The chunker should preserve LaTeX automatically. If formulas are breaking:

Check that LaTeX uses proper \begin{...} and \end{...} syntax
Verify formulas aren't malformed in the original document
Review the cleaning step output before chunking

Slow performance

Adjust max_workers (try different values)
Ensure you're chunking after deduplication and cleaning
Consider increasing max_chunk_size to reduce total chunk count

Next Steps

Set up Qdrant upload to store chunks in a vector database
Learn about Export options for saving chunked documents

Code Reference

Document chunking step using semantic two-step chunking strategy.

`ChunkerStep`

Bases: PipelineStep

Chunk documents into smaller, semantically meaningful pieces.
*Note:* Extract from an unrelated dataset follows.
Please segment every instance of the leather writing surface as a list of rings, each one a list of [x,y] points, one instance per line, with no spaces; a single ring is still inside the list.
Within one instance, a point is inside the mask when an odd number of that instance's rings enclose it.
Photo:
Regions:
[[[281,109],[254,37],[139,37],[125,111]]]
Uses a two-step chunking strategy:

Split by Markdown headers to maintain document structure
Further split large sections by sentences while preserving LaTeX and tables
Optionally merge small chunks that share compatible heading levels

The chunker processes documents in parallel using multiprocessing for performance.

Config parameters:

- max_chunk_size (int): Maximum size of any chunk in words (default: 512)
- chunk_overlap (int): Number of characters to overlap between chunks (default: 0)
- word_overlap (int): Number of words to overlap between chunks (default: 0)
- add_headers (bool): Whether to prepend section headers to chunks (default: False)
- merge_small_chunks (bool): Whether to merge small chunks with compatible headers (default: True)
- headers_to_split_on (list[int]): Markdown header levels to split on (default: [1, 2, 3, 4, 5, 6])
- max_workers (int): Number of parallel workers, None uses CPU count (default: None)

Examples:

Basic chunking with default settings

config: {max_chunk_size: 512}

Chunking with headers and overlap for retrieval

config: { max_chunk_size: 512, add_headers: true, word_overlap: 20, merge_small_chunks: true }

Large chunks for context preservation

config: { max_chunk_size: 2048, headers_to_split_on: [1, 2], merge_small_chunks: true }

Source code in eve/steps/chunking/chunker_step.py

class ChunkerStep(PipelineStep):
    """Chunk documents into smaller, semantically meaningful pieces.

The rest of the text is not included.